Maybe the graph structure and

the preferences are set up that will never get to equilibrium and if we try to run

our algorithm until we get to that equilibrium spot, we'll never stop.

Because maybe we switch between two modes of equilibria or

maybe some other phenomenon happens.

And so, we shouldn't make the assumption that we'll get to an equilibrium.

With Leo's example with looking for that minimum number of vertices that are able

to broadcast something to an entire Twitter network.

He already brought up the point that this problem can be thought of in graph

theoretic terms as minimum dominating set, which is an NP complete problem.

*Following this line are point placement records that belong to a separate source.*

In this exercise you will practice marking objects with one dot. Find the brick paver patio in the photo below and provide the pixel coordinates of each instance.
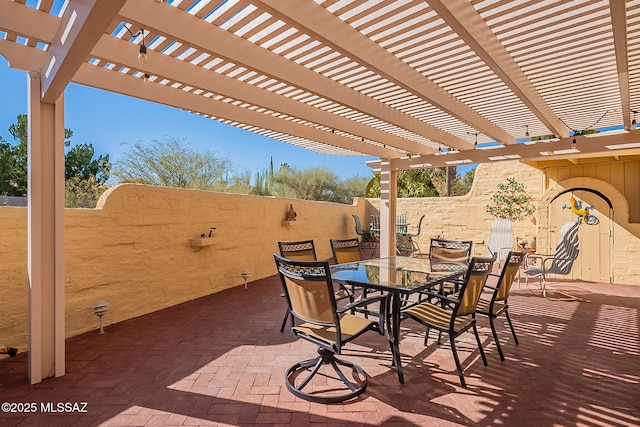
(220, 360)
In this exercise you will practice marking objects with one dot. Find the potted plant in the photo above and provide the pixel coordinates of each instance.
(511, 202)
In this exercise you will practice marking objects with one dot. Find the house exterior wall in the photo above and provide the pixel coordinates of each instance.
(134, 250)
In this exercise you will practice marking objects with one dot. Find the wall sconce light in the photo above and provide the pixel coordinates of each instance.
(142, 52)
(142, 56)
(245, 276)
(99, 309)
(291, 213)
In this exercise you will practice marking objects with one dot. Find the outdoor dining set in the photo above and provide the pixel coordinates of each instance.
(332, 302)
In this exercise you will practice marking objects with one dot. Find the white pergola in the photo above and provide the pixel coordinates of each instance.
(416, 83)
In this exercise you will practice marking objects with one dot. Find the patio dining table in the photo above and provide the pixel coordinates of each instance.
(399, 277)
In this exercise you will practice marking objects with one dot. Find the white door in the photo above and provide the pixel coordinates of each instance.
(594, 260)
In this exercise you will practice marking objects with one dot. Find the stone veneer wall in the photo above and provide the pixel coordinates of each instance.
(133, 250)
(465, 217)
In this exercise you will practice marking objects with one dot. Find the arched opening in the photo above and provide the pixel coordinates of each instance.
(595, 261)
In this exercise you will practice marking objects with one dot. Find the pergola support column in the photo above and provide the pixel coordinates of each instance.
(45, 235)
(388, 202)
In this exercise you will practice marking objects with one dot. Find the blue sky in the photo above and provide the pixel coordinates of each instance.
(112, 123)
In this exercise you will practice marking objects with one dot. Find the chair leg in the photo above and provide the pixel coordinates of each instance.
(495, 337)
(484, 358)
(457, 360)
(284, 321)
(513, 331)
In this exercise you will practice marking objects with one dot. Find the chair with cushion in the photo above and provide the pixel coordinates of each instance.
(500, 240)
(446, 252)
(308, 288)
(455, 315)
(561, 261)
(346, 251)
(304, 250)
(498, 303)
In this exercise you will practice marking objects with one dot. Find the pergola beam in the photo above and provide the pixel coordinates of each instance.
(350, 42)
(83, 23)
(102, 78)
(118, 52)
(619, 26)
(604, 143)
(188, 30)
(462, 17)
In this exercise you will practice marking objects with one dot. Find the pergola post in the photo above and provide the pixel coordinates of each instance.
(388, 201)
(45, 234)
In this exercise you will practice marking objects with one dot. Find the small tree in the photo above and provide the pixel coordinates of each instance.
(173, 163)
(511, 201)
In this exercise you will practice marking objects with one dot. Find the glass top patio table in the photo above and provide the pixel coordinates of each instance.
(399, 276)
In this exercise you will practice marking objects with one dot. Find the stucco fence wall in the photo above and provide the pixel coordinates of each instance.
(133, 250)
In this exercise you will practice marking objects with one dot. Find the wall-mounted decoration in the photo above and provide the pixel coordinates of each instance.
(583, 213)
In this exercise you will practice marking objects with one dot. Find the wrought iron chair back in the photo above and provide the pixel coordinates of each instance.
(450, 250)
(308, 288)
(303, 250)
(345, 250)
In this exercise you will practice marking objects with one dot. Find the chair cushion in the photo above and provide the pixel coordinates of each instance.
(342, 294)
(350, 326)
(438, 317)
(483, 307)
(533, 271)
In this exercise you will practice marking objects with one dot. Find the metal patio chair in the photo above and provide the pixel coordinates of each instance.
(561, 261)
(455, 315)
(308, 288)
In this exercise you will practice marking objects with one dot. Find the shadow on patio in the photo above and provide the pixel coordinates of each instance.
(220, 360)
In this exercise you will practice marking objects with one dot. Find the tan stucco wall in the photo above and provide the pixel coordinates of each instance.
(133, 250)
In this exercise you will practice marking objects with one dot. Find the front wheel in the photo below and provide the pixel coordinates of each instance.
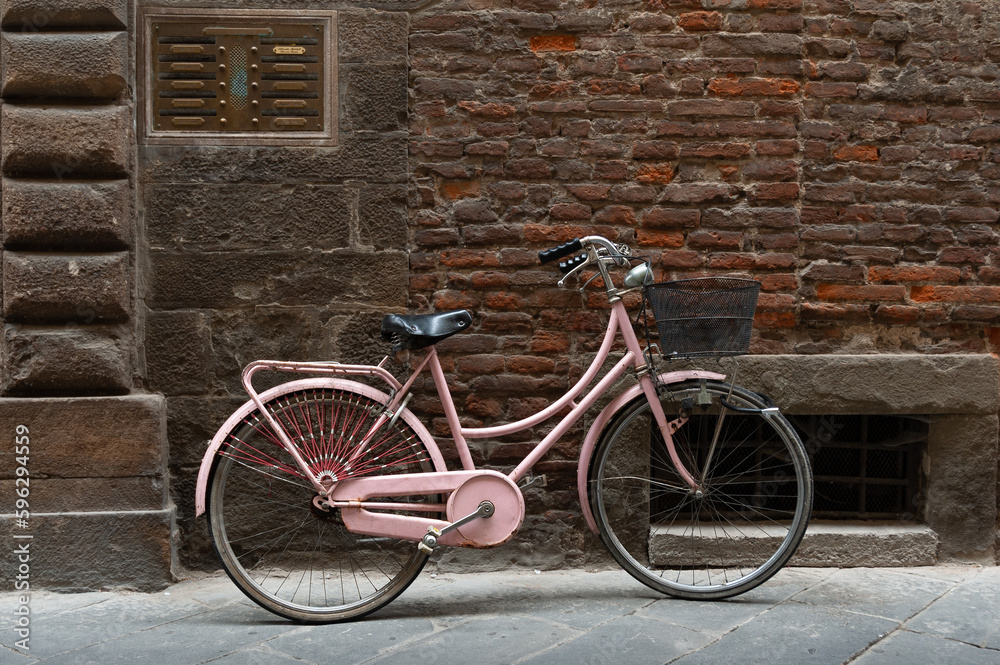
(746, 518)
(283, 551)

And so we have to worry about any algorithms that we'll run for that for

solving that problem.

We know that NP complete problems, as far as we know,

don't have really efficient solutions for them.

So anything that we're going to do will either run really slowly,

which maybe won't work well for our real world data.

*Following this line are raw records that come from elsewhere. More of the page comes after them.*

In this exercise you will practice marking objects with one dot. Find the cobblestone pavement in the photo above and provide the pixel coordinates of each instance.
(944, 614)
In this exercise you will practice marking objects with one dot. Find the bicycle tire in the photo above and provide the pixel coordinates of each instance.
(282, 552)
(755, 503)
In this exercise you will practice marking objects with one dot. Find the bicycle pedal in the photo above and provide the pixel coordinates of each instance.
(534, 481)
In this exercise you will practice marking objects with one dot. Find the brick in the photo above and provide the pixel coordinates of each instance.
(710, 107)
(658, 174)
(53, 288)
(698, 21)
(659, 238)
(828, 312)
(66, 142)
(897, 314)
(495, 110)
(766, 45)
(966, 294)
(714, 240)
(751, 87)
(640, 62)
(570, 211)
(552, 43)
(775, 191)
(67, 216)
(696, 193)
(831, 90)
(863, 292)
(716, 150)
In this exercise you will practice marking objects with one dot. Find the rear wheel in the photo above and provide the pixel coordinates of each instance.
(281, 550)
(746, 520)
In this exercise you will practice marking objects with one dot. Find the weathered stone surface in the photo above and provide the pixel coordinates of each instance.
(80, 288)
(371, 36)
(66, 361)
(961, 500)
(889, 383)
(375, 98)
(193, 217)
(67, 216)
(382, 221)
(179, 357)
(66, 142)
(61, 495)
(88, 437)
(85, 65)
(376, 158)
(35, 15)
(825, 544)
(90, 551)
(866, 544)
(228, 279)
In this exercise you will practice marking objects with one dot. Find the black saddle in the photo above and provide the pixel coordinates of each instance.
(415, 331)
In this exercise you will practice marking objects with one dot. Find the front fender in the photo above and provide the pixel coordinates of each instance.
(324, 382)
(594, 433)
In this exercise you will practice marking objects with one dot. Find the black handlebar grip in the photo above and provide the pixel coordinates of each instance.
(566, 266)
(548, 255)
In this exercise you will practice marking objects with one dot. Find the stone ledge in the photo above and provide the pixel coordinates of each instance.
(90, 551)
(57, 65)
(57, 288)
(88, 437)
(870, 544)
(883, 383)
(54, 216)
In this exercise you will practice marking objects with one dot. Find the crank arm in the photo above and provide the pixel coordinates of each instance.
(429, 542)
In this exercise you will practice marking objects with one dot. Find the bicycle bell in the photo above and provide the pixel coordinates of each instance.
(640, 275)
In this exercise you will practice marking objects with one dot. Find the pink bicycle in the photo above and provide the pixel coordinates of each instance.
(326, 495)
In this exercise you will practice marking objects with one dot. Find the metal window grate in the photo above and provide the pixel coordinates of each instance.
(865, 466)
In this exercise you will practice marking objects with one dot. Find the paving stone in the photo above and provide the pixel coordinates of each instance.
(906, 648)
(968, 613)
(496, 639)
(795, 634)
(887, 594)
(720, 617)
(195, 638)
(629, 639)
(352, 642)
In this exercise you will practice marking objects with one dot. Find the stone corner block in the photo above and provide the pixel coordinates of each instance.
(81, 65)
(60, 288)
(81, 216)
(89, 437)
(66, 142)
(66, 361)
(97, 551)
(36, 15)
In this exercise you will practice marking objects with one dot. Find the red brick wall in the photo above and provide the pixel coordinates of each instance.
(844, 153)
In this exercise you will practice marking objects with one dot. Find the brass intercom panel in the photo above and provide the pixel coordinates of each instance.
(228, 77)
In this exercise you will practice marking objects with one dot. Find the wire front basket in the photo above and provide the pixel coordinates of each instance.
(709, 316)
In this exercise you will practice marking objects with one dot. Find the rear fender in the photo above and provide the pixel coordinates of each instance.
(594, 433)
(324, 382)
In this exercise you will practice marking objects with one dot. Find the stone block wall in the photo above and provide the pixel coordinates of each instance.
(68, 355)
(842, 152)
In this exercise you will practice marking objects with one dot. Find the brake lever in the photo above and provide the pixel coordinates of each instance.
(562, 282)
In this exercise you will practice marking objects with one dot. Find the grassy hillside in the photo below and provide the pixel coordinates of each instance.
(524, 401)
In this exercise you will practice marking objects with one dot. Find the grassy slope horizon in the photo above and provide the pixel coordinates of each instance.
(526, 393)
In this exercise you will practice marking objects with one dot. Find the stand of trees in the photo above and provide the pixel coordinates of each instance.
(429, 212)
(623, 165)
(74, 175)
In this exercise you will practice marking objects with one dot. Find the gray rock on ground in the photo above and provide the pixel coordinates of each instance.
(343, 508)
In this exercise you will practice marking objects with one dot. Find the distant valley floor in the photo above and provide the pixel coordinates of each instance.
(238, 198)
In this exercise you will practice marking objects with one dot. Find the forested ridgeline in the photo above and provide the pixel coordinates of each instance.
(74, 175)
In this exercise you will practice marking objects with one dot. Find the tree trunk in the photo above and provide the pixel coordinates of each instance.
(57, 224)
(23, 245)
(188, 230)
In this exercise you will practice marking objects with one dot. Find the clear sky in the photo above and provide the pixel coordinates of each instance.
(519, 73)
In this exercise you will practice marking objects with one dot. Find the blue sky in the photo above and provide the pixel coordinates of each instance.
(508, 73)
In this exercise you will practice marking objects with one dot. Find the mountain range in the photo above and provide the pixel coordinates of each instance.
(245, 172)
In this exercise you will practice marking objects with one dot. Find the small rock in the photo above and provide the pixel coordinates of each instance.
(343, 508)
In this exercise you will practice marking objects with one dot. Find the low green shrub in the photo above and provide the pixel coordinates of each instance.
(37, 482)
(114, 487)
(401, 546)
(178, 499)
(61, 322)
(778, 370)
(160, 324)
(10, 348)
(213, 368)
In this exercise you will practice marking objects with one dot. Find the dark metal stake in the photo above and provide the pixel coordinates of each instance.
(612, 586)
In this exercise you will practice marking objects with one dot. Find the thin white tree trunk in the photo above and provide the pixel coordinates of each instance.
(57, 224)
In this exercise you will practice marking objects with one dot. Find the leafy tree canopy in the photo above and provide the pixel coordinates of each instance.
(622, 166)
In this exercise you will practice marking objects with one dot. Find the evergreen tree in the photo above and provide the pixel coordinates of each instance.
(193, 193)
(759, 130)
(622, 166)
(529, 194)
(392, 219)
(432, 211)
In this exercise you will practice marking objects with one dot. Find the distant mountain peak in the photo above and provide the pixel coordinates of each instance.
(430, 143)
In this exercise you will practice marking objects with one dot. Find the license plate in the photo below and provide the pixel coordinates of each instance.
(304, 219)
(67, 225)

Or will be an approximation, in which case are we okay with just an approximation?

What sort of errors are we allowed and what are we willing to put up with?

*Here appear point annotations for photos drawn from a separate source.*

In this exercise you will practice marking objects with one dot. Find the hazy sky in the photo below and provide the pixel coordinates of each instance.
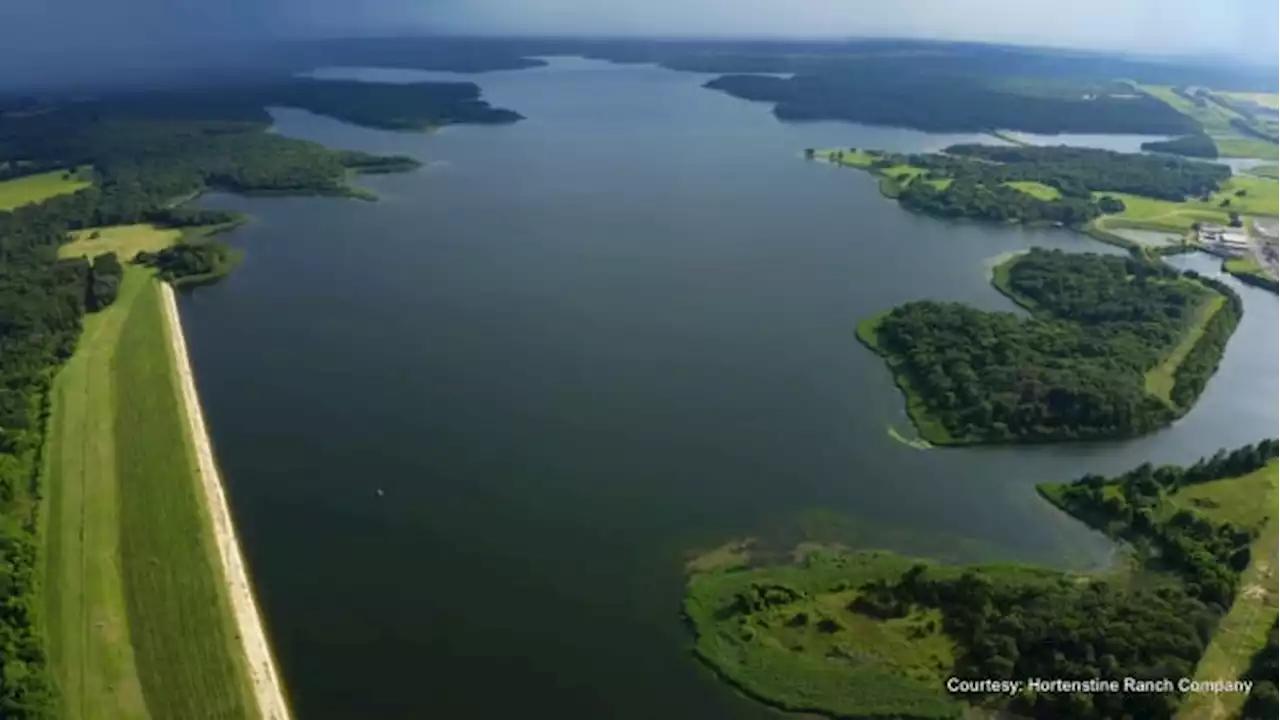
(1146, 26)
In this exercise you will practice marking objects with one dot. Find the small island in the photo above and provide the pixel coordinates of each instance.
(1111, 347)
(874, 634)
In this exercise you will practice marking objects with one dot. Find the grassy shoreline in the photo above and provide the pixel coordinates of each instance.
(136, 609)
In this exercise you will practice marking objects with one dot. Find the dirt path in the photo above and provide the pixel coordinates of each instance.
(248, 623)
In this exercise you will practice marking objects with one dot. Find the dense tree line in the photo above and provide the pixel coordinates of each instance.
(978, 176)
(1207, 555)
(1078, 171)
(190, 261)
(1196, 145)
(1202, 361)
(996, 203)
(1066, 629)
(1073, 370)
(946, 101)
(1079, 630)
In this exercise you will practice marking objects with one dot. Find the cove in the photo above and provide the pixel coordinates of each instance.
(572, 350)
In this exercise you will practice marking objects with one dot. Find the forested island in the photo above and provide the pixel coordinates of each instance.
(1031, 185)
(876, 634)
(129, 160)
(1112, 347)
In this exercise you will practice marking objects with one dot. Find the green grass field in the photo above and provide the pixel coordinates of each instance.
(36, 188)
(1271, 172)
(1248, 500)
(1265, 99)
(1247, 147)
(1037, 190)
(90, 650)
(1162, 378)
(126, 241)
(1215, 118)
(188, 659)
(1160, 214)
(137, 611)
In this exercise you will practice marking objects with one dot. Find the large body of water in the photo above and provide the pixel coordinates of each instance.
(571, 350)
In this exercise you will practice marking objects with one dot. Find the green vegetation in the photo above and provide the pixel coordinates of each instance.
(1197, 145)
(1036, 190)
(1214, 118)
(1271, 172)
(888, 92)
(785, 636)
(1114, 347)
(1247, 147)
(1248, 501)
(39, 187)
(124, 241)
(1065, 186)
(188, 264)
(1248, 270)
(929, 428)
(183, 634)
(1264, 702)
(149, 151)
(90, 648)
(876, 634)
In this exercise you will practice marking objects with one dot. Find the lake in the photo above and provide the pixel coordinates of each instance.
(472, 432)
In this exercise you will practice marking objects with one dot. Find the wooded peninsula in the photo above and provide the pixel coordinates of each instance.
(1112, 347)
(876, 634)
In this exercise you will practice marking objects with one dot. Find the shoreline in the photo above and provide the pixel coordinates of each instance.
(268, 688)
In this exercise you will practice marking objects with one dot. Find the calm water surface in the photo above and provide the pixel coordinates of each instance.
(571, 350)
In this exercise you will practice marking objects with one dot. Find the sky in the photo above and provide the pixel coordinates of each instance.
(1225, 27)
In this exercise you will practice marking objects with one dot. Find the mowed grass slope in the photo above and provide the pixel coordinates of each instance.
(90, 652)
(39, 187)
(188, 657)
(1249, 501)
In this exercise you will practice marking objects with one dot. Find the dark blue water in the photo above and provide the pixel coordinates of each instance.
(568, 352)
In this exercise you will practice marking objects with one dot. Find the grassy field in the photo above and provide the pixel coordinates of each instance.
(1247, 147)
(1036, 190)
(835, 661)
(1265, 172)
(90, 650)
(1215, 118)
(1244, 267)
(929, 429)
(1160, 214)
(137, 611)
(1249, 500)
(126, 241)
(1161, 378)
(35, 188)
(1265, 99)
(184, 639)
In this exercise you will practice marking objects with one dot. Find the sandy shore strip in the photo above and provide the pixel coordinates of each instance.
(257, 651)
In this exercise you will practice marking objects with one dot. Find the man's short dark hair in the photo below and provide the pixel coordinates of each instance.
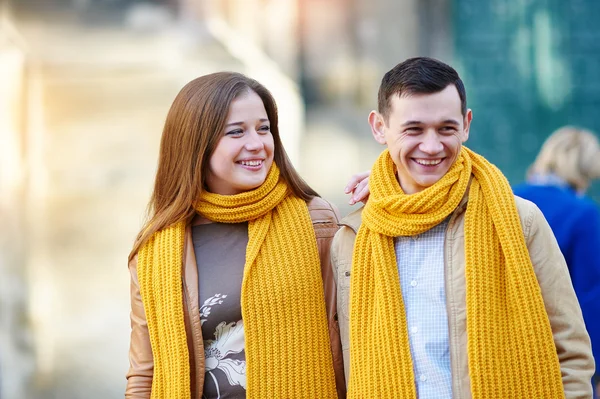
(419, 75)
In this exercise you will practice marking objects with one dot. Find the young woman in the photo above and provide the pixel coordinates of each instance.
(232, 293)
(566, 166)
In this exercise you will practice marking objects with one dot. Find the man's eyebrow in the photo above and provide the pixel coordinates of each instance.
(451, 121)
(412, 123)
(446, 121)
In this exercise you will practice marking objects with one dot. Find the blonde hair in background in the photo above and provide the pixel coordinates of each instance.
(572, 154)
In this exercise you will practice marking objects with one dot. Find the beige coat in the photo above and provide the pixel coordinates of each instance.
(570, 336)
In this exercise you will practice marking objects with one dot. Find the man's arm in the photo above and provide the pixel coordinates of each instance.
(570, 336)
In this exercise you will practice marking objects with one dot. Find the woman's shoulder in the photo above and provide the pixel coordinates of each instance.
(322, 211)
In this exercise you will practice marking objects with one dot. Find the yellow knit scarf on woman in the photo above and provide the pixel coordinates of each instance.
(287, 345)
(511, 352)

And for that community building or

community detection problem that we've been talking about.

We want to think about how our communities that we detect in the graph

really relate to ground truth in our data.

Because what we're really looking at in looking for

these communities is something graph theoretic and structural about the data.

And do we know that sociologically that will

actually translate to communities in the real world?

Maybe, maybe not.

Maybe we need to do some more analysis there.

And so these sorts of pitfalls are good to keep in mind and it's useful to anticipate

those concerns about whether the algorithm will be correct,

whether it will actually find those communities.

Or whether it will actually correspond to the formal definitions that we have.

So we can have correctness both in terms of whether our model is correct and

then also whether our algorithm meets our model.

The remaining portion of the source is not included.